Nancy Grover is co-Chair of the National Workers’ Compensation and Disability Conference and Editor of Workers' Compensation Report, a publication of our parent company, LRP Publications. She can be reached at

Non-Formulary Drugs

Closed Formulary Could Decrease Use of ‘N’ Drugs

The recent success of the closed pharmacy formulary in the Texas workers’ comp system shows promise for other states, especially in regions where non-formulary drugs are prevalent.
By: | July 21, 2014 • 3 min read

The recent success of the closed pharmacy formulary in the Texas workers’ comp system has caught the attention of practitioners in other states. A new report from the Workers Compensation Research Institute concludes that, all things being equal, other states could see similar results.

Texas was the first multi-payor state to adopt a formulary that requires pre-authorization for certain medications deemed as investigational, experimental, and those with “N” drug status under the Official Disability Guidelines, including many opioids. A study by the Texas Department of Insurance last year showed the formulary resulted in a decrease of about 80 percent in payments made for non-formulary drug prescriptions.

“If other states are able to successfully implement a Texas-like formulary, there is a huge potential for decreasing the utilization of the drugs designated as non-formulary drugs by Texas,” the report says, “which may in turn lead to substantial prescription cost savings in all states, particularly New York.”

The study looked at 23 states in terms of how a closed formulary might affect the prevalence and costs of drugs. Non-formulary drugs — those requiring pre-authorization in the Texas system — were most prevalent in New York.

The Texas study found physicians reduced prescriptions for non-formulary drugs by 70 percent and infrequently substituted formulary drugs for non-formulary drugs in response to the closed formulary. In assessing the potential impact of a closed formulary in the other states, the authors considered various alternative assumptions about how physician prescribing practices might change.

In the scenario where the response of physicians in other states is similar to that of their Texas counterparts, total prescription costs could be reduced by 14-29 percent among the study states with New York on the higher end. “Other states that could realize potential prescription cost savings of 20 percent and higher are New Jersey, Virginia, Massachusetts, Pennsylvania, Connecticut, and Maryland,” the report said. “Even at the lower end, states like California and Missouri might reduce their prescription drug spending by 14 percent.”

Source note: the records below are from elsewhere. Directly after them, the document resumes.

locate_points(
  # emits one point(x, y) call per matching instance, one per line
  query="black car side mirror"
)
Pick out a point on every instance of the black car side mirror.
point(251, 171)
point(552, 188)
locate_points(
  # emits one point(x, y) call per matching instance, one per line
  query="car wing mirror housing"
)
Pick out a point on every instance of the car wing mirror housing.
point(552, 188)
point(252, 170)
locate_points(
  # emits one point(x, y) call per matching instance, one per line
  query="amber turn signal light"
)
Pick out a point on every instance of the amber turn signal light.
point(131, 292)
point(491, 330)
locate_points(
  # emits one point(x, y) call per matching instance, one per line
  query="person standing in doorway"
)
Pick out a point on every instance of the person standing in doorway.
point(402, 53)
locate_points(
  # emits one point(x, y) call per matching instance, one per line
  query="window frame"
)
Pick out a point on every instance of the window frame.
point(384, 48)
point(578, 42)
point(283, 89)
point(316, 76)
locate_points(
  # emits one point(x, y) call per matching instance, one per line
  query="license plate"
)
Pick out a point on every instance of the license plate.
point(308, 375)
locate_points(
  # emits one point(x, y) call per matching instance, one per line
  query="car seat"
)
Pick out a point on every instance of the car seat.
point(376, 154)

Some states may instead see physicians substitute with formulary drugs more frequently than Texas physicians did. “States may realize sizable but lower cost savings if all non-formulary drugs are substituted with other drugs,” the report states. “We estimated that within-class substitution of all non-formulary drugs with formulary drugs may reduce prescription costs by 4 to 16 percent in other study states.”

Cost savings could be greater in states where brand name medications are common. Even if physicians substituted all non-formulary drugs with cheaper generic alternatives, there could be substantial cost savings.

The researchers noted that the formulary is only one aspect of the Texas workers’ comp system that may differ from those in other states. States that do not have a “well-defined” utilization review process might see less cost savings due to the increased litigation.

Nonetheless, the authors said non-formulary drugs were prevalent in the 23 states studied, which could result in at least some cost savings. “States with higher prevalence [of non-formulary drugs] like New York, and Louisiana, have a larger scope for reducing the use of non-formulary drugs. In these states, workers’ compensation payors have an opportunity for more active management of prescribing patterns.”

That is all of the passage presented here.